Perl regexes currently don't provide a reasonable way to extract or modify a complete parse tree from a recursive regex match. In other words, because the independent subpatterns in your
(?(DEFINE)...) block don't keep the substrings they capture, it's extremely difficult to extract that hierarchical information and convert it to something else using substitutions involving vanilla recursive regexes. Basically, all you can do is match the regex and extract the entire match as a single string...or at best, extract just the top-level components.
If you want to do something more sophisticated than that using regexes, you need the extra features provided by the Regexp::Grammars module. Have a look at the distribution's demo/ subdirectory for some examples of parsing and then manipulating arithmetic expressions (in particular: the various demo_calc*.pl files).

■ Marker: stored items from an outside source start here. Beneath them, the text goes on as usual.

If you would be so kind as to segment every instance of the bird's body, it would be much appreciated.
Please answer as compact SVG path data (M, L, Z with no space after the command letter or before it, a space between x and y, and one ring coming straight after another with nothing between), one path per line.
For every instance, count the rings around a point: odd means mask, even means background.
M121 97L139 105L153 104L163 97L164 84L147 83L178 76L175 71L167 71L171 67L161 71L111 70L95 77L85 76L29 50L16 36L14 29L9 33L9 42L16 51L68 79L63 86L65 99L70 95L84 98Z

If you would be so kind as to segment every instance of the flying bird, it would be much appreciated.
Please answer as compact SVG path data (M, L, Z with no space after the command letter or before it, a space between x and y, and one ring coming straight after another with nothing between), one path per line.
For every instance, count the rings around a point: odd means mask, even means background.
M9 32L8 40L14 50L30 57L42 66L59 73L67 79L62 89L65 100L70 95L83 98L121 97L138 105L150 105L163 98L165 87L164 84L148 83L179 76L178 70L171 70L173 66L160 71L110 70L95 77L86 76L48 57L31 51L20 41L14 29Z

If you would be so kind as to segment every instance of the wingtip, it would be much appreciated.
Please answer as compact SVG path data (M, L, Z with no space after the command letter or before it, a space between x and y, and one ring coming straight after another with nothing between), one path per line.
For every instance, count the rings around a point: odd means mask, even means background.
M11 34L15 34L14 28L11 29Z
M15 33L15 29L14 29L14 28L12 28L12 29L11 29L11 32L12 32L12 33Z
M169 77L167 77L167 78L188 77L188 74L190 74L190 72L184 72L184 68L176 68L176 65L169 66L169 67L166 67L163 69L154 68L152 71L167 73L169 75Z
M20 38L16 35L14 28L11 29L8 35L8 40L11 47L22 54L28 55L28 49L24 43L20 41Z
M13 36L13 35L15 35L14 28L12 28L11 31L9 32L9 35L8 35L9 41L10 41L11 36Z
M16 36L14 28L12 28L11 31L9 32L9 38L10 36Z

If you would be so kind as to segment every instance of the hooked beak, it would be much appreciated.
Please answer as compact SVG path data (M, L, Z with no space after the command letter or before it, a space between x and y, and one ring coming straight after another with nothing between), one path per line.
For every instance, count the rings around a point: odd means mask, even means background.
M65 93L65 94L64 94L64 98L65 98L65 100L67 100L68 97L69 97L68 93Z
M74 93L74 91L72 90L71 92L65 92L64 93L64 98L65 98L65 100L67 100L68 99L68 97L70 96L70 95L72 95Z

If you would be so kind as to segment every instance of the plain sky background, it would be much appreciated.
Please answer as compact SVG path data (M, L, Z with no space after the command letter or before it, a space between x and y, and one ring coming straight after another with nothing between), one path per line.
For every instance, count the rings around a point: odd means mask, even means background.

And, yes, it's unfortunate that Perl now has the equivalent of full grammar-based matching, without any facility for extracting useful information from such matches. I know that Damian Conway and Nicholas Clark were discussing that very limitation (and what might possibly be done about it in a future version of Perl) at YAPC::EU a few weeks ago, so maybe Perl will eventually get a native implementation of that missing feature as well.
But in the meantime, have a look at Regexp::Grammars (or Marpa or Parse::Yapp). Perl 5 regexes aren't (yet) full grammars and that seems to be what you want here. Any of those modules can give you that, and Regexp::Grammars can give it to you in (decidedly non-vanilla) regexes.